Joan Rivers sells on QVC too. Her jewelry is showy, gaudy, and yet artful. It's as attention-getting as the lady herself. These are pieces to wear at night, and then to carefully pack away for your grandchildren to enjoy.
Plenty of contemporary Tiffany is not fantastically expensive. The silver pieces sold in Tiffany catalogs and stores make treasured gifts, and will certainly become heirlooms.
Madonna wears Trifari. This company made bold frankly fake pieces, first making their name in the 1920s. Mamie Eisenhower wore Trifari, and pieces in the styles she favored are especially coveted.
Coro once made half the jewelry sold.

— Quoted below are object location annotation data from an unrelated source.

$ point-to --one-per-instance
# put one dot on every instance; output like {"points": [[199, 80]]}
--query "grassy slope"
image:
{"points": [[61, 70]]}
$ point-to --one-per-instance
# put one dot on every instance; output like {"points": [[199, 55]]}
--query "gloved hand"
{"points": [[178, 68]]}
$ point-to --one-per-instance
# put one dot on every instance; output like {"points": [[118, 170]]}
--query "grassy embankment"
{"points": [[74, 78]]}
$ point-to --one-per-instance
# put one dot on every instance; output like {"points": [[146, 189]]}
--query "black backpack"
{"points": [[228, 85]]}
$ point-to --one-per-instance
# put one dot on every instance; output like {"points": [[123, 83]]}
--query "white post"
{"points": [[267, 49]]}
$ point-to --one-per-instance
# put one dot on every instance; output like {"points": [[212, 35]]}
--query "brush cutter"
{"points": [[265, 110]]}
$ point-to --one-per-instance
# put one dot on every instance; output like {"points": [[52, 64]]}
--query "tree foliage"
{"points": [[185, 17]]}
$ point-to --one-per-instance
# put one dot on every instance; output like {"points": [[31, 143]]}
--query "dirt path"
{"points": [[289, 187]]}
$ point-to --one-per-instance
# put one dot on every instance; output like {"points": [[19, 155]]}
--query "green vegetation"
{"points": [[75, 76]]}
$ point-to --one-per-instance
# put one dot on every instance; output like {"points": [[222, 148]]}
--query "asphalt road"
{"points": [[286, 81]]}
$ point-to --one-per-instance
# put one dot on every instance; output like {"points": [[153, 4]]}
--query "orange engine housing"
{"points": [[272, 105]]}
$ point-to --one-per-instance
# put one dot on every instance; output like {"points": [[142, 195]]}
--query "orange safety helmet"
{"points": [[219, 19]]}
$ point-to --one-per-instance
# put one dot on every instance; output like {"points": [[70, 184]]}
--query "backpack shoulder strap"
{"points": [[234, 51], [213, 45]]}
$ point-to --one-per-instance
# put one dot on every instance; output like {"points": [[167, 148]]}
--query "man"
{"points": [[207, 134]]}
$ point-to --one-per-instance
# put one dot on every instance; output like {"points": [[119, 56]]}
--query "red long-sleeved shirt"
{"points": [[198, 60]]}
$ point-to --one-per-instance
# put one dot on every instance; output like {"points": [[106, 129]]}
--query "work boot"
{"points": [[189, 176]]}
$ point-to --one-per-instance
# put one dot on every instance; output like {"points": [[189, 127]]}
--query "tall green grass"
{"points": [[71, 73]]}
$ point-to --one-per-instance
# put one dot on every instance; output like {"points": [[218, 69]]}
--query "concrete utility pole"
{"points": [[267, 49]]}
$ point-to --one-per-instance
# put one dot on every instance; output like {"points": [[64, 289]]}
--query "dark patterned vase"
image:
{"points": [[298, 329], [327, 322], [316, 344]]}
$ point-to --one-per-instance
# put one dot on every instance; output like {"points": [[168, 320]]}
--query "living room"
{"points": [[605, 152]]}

The company has been out of business since 1980, but many of its early pieces are considered rare treasures, such as the Jelly Belly pins and Trembler pins. Once sold in dime stores, clever Duette clips now fetch remarkable prices.
These are only some of the great designers. Haskell and Eisenberg are two more, and collectors will discover their own favorites as they learn. Etsy, EBay, and Portero are great places to look at jewelry of all kinds. Specializing in a particular designer helps a collector become knowledgeable enough to spot great buys and avoid fakes.
Pronged settings are a sign of quality, and so is substantial weight. Look for smooth, unworn plating, and make sure there are no clumsy repairs or missing stones, because it is just too hard to match old stones.
Only buy jewelry that pleases you, no matter how famed the designer. Your collection should be about you, the colors and forms you like, and the finishes you enjoy. Whether or not your pieces increase in value, they will be a source of abiding pleasure as your knowledge and your collection grows.